Memorandum submitted by Jeremy Sutcliffe (TRI 15)


I wish to take the opportunity to provide evidence to the House of Commons Scrutiny Unit on Parts 3 to 5 of the Tribunals Courts and Enforcement Bill (the Bill), and I will also copy this Submission to the Bill Team, pursuant to the invitation of Dominic Smales in his email of 28th February 2007.


The views I express are my own, but after discussing these sections of the Bill with my colleagues in the Civil Court Users Association (CCUA), which I have chaired for the past 12 years, and whose Members issue 85% of all civil proceedings in England and Wales, I am aware from active discussion and feedback that most, if not all, share my views.




1. I sat on the Advisory Group on Enforcement Service Delivery under the Chairmanship of Lord Desai, and we produced a number of papers concerning regulation by the Security Industry Authority. This is now re-proposed, on the basis that the SIA has come of age, within the January 2007 Consultation Paper Regulation of Enforcement Agents, but regulation is proposed only to apply to the private sector, with Crown employees not included "when performing the activities required of them in their professional capacity"


2. High Court Enforcement Officers (HCEOs) and County Court (CC) bailiffs are far and away the most important bailiffs for court users. The devil will undoubtedly be in the detail, and CCUA Members need to understand both about the practical effect of regulation where it applies, and whether the decision to exclude crown employees is justifiable, before giving the proposals our blessing or not. CC bailiffs will already be excluded from regulation, and possibly HCEOs should be in view of their position as court officers, and their analogous relationship with CC bailiffs.


3. I have no hesitation in repeating one of my long term gripes about civil bailiffs in this submission. Since the High Court and County Courts Jurisdiction Order 1991 (SI 1991/724) HCEOs have been unable to enforce judgments based on regulated agreements, which must be enforced by CC bailiffs. I have never understood why the rule came about, and I believe it should be scrapped forthwith.




1. ATTACHMENTS: I am greatly in favour of fixed deductions, having seen them work effectively for my Scottish Clients Clydesdale Bank. I am thus pleased to see the idea of fixed deductions remains intact in the Bill.
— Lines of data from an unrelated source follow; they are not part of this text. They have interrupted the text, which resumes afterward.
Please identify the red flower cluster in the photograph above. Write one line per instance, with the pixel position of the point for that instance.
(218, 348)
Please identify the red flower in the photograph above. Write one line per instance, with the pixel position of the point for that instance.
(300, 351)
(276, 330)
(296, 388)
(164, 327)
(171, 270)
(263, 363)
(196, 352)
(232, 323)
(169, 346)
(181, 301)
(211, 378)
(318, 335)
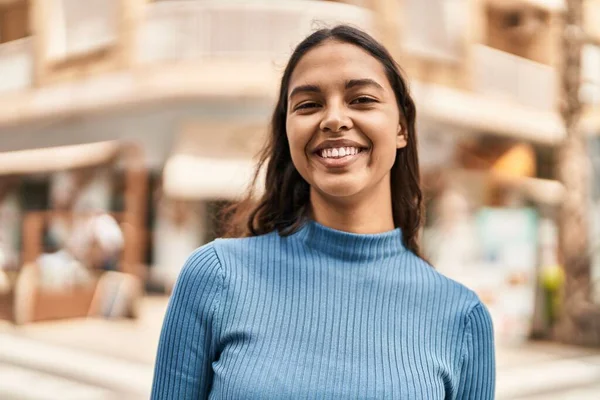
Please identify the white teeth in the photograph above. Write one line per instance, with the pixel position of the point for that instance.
(339, 152)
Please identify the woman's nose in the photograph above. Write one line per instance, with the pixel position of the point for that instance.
(335, 119)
However I continue to be dismayed that the deductions are destined to be smaller than for other areas - i.e. criminal, family, Scottish and local authority procedures, and I am not fully convinced that this position is fair to civil creditors. I am also pessimistic about the potential (lack of) priority likely to be given to civil attachments when the decision is taken.


2. I appreciate that the meetings of the DCA Attachments Expert Group, on which I am privileged to sit, have been discontinued because of the perceived slow process of the Bill. Nevertheless I think we could have been allowed to agree to one or more draft rate(s) of deduction before we were 'mothballed', as the resulting pause could then have provided a period in which to test the proposed procedure and rate(s).
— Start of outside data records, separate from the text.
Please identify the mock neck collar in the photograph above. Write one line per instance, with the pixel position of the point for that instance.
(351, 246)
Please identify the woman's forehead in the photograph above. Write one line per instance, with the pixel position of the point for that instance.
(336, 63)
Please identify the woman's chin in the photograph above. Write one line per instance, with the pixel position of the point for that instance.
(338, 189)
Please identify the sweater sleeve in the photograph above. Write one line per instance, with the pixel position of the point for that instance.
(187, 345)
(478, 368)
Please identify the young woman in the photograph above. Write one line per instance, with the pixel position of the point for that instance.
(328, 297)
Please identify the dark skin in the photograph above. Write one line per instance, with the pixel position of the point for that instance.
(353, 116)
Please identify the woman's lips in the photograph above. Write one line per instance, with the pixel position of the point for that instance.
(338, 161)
3. CHARGING ORDERS: I am delighted that the creditor right to obtain a charging order without a default in 'agreed' payments has survived into the Bill, and am also content with the additional caution to be exercised by district judges. Nevertheless, I do have a number of concerns about charging orders:


4. First A recent rumour suggested that a minimum debt limit of 1,000 would be set to commence this remedy, and this has now been reinforced by the Detailed Policy Statement on Delegated Powers of the Tribunals, Courts and Enforcement Bill (the Statement), which introduces regulations under which the Lord Chancellor can impose minimum financial thresholds below which a creditor will not be able to issue a charging order, or apply for an order for sale. The Statement reveals that there is to be research to establish what such limits should be, but this will inhibit the well established discretion of district judges, who can presently react to the exact circumstances of each case. Such a limit would also work against the interests of non business creditors pursuing a single debt, who would often be left with no remedy.
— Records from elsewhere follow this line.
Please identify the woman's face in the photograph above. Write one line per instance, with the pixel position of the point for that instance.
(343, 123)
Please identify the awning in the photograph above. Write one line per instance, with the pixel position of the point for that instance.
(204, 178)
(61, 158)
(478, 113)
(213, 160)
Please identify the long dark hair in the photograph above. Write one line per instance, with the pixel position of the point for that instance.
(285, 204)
5. Second, numbers of repossessions based on charging orders are not amongst the present Judicial Statistics, and although I have made particular representations to DCA on the point, I have heard nothing to suggest they are to appear in future. Creditors are certain that the numbers are tiny, but the lack of clear fact has enabled debt advisers to magnify alleged abuses. It should also have been regarded as vital for DCA to publish 2006 charging orders alongside the proposed changes.


6. This omission may have been due to Land Registry sloth, but my suspicion is that it owes more to DCA, which has constantly failed to gear up to quarterly statistics, except in insolvency, no doubt encouraged by DTI peer-pressure. Malcolm Hurlston, Chairman of the Registry Trust, has promised me he will look at the possibility of producing quarterly statistics in the course of the information available to, and produced by, the Trust.


7. Third, at a recent DCA stakeholder Workshop a strong suggestion was raised that charging orders would be considered as part of qualifying debts within the proposed procedures in Part 5 of the Bill. I am informed that this revolves around Section112AB (1) (a) of the Bill, which states that "All debts are qualifying debts except .....any debt secured against an asset", and that DCA lawyers have concluded that it is the order that is secured, rather than the debt! This amounts to semantics of the worst kind, particularly bearing in mind the sole intention of a charging order is to secure the debt. The potential effect of this will be that the balance of the charging order (the majority in most cases, on present evidence) will be snipped off beyond the agreed payments, and lost to the creditor.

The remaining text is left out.